The Cordillera Central is the highest and most formidable of the Andean ranges in Colombia, with several peaks rising above the snow line. Pico Cristobal Colon, in the extreme north, is the highest peak at 5,776 meters and among the number of active volcanoes the highest is Tolima, at 5,215 meters; it last erupted in 1829. In the extreme north, in the Sierra Nevada de Santa Marta, the Cordillera Central rise again above the snow line with the strong relief characteristic of the high Andes. This range, which is approximately 40 miles wide, has many small, populated valleys at different altitudes; taken as a whole, however, the range is only sparsely inhabited.
The Cordillera Occidental is much lower and narrower. It highest peak is only about 10,000 feet.

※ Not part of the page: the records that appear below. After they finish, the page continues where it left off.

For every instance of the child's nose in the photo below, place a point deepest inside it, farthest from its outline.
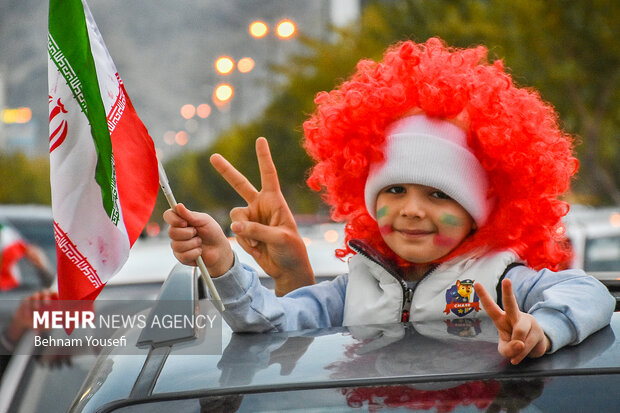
(413, 207)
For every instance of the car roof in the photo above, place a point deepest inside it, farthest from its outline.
(402, 353)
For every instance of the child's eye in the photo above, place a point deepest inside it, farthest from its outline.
(440, 195)
(395, 189)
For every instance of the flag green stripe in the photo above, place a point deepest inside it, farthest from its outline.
(69, 48)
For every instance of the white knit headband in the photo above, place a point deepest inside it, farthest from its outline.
(432, 152)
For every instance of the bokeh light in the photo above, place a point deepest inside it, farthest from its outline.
(223, 93)
(258, 29)
(286, 29)
(224, 65)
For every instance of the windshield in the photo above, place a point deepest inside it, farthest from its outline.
(602, 254)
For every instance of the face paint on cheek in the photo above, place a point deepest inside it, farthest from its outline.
(443, 241)
(382, 212)
(385, 229)
(450, 219)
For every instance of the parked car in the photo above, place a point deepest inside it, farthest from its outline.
(443, 366)
(594, 234)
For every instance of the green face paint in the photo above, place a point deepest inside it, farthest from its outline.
(450, 219)
(382, 212)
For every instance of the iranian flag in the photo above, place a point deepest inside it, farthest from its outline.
(103, 166)
(12, 249)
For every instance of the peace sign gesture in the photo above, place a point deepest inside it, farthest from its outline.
(265, 228)
(520, 335)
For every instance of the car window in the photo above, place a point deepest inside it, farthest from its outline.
(566, 393)
(602, 254)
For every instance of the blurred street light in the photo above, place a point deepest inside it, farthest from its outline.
(245, 64)
(223, 93)
(224, 65)
(286, 29)
(258, 29)
(16, 115)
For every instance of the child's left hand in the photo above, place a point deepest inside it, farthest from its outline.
(520, 335)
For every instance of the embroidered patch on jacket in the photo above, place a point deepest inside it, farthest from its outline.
(463, 327)
(461, 298)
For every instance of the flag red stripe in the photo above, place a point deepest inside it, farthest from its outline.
(136, 170)
(77, 279)
(10, 255)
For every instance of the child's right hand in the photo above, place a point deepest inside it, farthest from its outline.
(196, 234)
(266, 228)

Even in its high southern part, it has convenient passes. The range decends gently into the Caribbean coastal plain, where it becomes partly sumerged under thick beds of sediment deposited by the rivers draining the Colombian Andes. A deep and mostly narrow valley, drained by the river Cauca, runs between the Occidental and Central ranges. Like the Cordillera Central, the Occidental has only small valleys, in which most of the population lives. The Cauca and some adjoining valleys constitute one of the most densely inhabited parts of the country, with two of Colombia's four largest conurbations, Medellin and Cali.

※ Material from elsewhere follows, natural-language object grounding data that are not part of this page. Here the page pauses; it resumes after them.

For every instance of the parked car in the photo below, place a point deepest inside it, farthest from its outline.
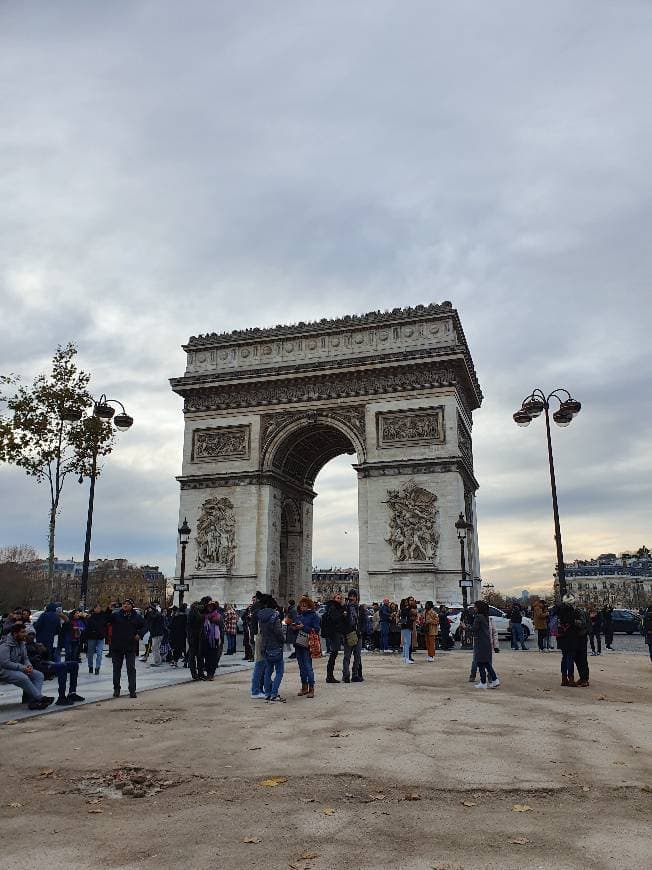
(500, 618)
(626, 621)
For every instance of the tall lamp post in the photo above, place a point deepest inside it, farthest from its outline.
(531, 407)
(102, 410)
(462, 528)
(184, 537)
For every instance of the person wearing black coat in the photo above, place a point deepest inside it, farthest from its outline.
(127, 628)
(333, 628)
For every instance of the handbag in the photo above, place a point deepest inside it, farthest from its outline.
(314, 645)
(352, 638)
(302, 639)
(274, 655)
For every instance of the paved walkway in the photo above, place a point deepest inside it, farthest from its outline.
(98, 688)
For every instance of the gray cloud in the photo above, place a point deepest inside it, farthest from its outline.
(168, 171)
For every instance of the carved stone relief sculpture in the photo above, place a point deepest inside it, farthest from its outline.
(216, 544)
(224, 442)
(411, 427)
(413, 534)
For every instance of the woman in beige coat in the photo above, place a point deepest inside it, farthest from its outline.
(431, 625)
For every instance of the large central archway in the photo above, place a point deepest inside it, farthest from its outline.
(266, 409)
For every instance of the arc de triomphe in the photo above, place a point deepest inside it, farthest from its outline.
(266, 409)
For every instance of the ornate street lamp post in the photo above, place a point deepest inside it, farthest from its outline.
(531, 407)
(102, 410)
(184, 537)
(462, 528)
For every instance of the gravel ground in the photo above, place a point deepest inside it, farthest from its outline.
(411, 769)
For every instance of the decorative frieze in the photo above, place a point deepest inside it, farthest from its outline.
(413, 535)
(342, 386)
(410, 427)
(219, 443)
(215, 537)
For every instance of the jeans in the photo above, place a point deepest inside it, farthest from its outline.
(62, 669)
(357, 660)
(486, 668)
(95, 648)
(129, 658)
(581, 662)
(595, 635)
(258, 676)
(567, 664)
(306, 672)
(272, 686)
(517, 636)
(31, 684)
(406, 642)
(156, 649)
(335, 645)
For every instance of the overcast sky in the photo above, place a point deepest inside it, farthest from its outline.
(174, 168)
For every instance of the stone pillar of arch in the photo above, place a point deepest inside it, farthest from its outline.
(265, 410)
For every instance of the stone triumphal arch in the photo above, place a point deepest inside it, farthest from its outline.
(266, 409)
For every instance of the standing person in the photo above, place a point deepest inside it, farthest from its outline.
(306, 621)
(333, 628)
(540, 620)
(272, 640)
(95, 632)
(17, 669)
(230, 629)
(385, 618)
(647, 628)
(355, 616)
(595, 630)
(566, 639)
(581, 646)
(431, 627)
(127, 630)
(178, 638)
(156, 627)
(516, 623)
(211, 641)
(608, 626)
(48, 626)
(407, 616)
(483, 646)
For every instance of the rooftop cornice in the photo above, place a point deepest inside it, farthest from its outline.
(350, 321)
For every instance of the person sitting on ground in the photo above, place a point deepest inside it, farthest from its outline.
(38, 656)
(17, 669)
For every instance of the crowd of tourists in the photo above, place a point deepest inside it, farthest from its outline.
(197, 636)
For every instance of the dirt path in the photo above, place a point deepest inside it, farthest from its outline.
(411, 769)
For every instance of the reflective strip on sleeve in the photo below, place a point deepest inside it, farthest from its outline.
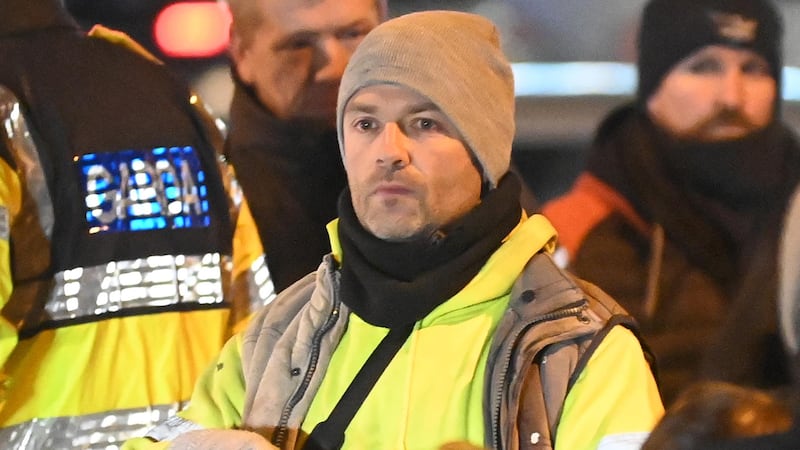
(262, 290)
(155, 281)
(105, 431)
(172, 428)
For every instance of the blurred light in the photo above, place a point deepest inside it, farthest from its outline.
(573, 78)
(601, 78)
(791, 83)
(193, 29)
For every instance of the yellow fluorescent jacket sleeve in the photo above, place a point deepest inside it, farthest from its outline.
(601, 406)
(218, 397)
(10, 203)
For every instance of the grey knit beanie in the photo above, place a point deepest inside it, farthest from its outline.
(454, 59)
(671, 30)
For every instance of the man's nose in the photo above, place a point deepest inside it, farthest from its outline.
(332, 57)
(393, 147)
(731, 89)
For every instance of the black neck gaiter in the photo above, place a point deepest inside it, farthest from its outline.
(390, 284)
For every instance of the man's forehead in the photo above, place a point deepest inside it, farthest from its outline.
(725, 50)
(316, 13)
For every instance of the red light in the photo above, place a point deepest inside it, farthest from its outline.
(193, 29)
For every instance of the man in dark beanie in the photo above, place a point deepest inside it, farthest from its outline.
(440, 319)
(685, 189)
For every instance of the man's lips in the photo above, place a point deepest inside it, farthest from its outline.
(392, 189)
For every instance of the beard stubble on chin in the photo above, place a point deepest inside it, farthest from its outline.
(724, 117)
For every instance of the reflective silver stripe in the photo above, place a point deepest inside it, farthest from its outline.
(172, 428)
(153, 281)
(106, 430)
(23, 150)
(262, 290)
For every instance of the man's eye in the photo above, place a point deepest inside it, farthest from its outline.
(426, 124)
(704, 66)
(355, 33)
(364, 124)
(756, 68)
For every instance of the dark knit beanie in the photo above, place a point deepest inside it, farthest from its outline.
(671, 30)
(455, 60)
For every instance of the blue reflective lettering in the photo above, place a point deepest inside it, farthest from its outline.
(135, 190)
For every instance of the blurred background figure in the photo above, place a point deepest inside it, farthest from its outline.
(114, 235)
(685, 189)
(713, 412)
(288, 57)
(714, 415)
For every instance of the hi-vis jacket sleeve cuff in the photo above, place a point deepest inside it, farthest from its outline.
(615, 402)
(216, 404)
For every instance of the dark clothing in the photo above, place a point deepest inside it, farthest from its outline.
(291, 174)
(86, 95)
(684, 237)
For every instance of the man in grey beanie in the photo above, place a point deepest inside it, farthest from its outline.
(686, 186)
(440, 318)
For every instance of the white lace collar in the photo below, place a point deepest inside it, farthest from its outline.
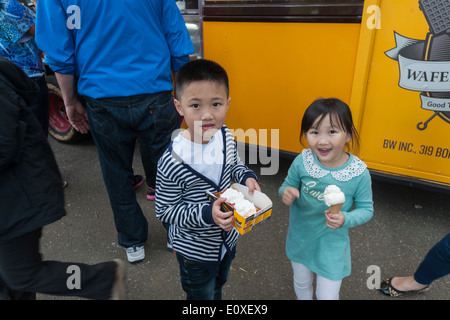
(351, 170)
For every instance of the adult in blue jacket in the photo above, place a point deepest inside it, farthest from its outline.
(122, 53)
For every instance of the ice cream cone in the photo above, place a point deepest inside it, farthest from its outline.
(336, 208)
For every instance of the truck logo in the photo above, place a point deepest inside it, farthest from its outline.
(425, 64)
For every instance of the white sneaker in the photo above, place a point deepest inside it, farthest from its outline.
(135, 254)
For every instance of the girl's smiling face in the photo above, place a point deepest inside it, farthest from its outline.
(327, 141)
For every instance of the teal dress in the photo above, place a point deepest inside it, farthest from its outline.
(15, 44)
(325, 251)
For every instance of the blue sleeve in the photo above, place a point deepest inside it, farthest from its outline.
(54, 37)
(293, 178)
(177, 35)
(15, 20)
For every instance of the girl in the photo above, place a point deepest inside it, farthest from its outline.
(318, 241)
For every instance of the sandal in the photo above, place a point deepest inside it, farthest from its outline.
(388, 289)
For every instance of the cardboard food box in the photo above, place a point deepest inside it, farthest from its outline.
(262, 203)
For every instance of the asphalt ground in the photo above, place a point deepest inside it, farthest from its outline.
(407, 222)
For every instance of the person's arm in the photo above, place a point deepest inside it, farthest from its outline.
(177, 35)
(54, 38)
(363, 203)
(75, 110)
(11, 129)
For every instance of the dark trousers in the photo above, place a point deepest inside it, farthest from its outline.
(23, 273)
(436, 263)
(198, 282)
(40, 107)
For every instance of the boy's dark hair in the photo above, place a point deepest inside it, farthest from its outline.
(200, 70)
(337, 109)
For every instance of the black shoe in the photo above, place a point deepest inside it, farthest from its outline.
(151, 193)
(388, 289)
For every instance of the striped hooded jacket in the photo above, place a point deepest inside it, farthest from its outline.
(182, 202)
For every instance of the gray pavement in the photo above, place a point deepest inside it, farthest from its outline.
(406, 224)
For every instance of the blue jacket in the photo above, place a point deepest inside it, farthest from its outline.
(115, 47)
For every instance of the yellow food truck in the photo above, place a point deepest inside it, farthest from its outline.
(388, 59)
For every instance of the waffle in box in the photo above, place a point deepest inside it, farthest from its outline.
(262, 204)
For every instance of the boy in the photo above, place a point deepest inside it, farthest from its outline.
(202, 158)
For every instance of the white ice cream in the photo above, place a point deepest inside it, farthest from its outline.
(244, 207)
(333, 195)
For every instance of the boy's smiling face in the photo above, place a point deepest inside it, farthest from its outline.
(204, 105)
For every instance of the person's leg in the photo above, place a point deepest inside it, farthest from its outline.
(196, 280)
(23, 273)
(222, 276)
(111, 122)
(327, 289)
(303, 279)
(40, 107)
(436, 263)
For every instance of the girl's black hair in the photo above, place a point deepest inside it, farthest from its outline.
(337, 110)
(200, 70)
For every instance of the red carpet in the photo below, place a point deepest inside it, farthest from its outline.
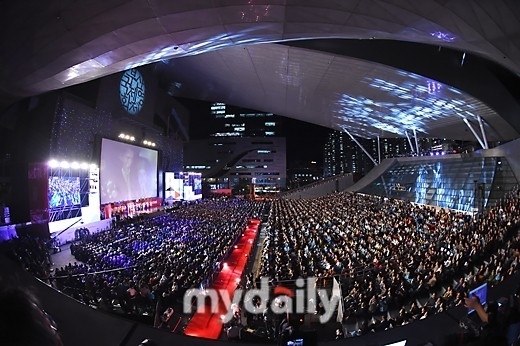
(209, 325)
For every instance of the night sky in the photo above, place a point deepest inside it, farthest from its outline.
(304, 141)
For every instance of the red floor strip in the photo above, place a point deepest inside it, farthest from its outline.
(209, 325)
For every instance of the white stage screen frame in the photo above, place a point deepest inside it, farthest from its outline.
(127, 172)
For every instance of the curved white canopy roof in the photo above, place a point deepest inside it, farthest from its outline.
(370, 67)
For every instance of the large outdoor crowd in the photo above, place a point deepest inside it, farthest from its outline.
(391, 255)
(131, 266)
(397, 261)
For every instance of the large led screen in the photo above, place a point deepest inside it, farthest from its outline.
(182, 186)
(127, 172)
(67, 193)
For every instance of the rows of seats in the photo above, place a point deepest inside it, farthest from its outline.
(398, 261)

The extensive lowlands of the east, which cover nearly two-thirds of Colombia, belong to two large drainage basins, that of the Orinoco river in the north and the Amazon river in the south, and to two natural landscape regions, the Llanos in the north and the Selvas in the south. The westernmost fringes and some outlying spurs of the Guiana Highlands and of the Andes extend into the eastern lowlands. This give the vast undulating plain most of its topographical variety and its elevated areas, which rise well above the wide floodplains of the great rivers that cross it. The rivers are a dominant feature of both the physical and human landscapes of the region. Almost the entire population of the lowlands is settled on or near river banks. Rivers, some of which are navigable up to the eastern foot of the Andes, provide the main, if not the only, access to most parts of the lowlands.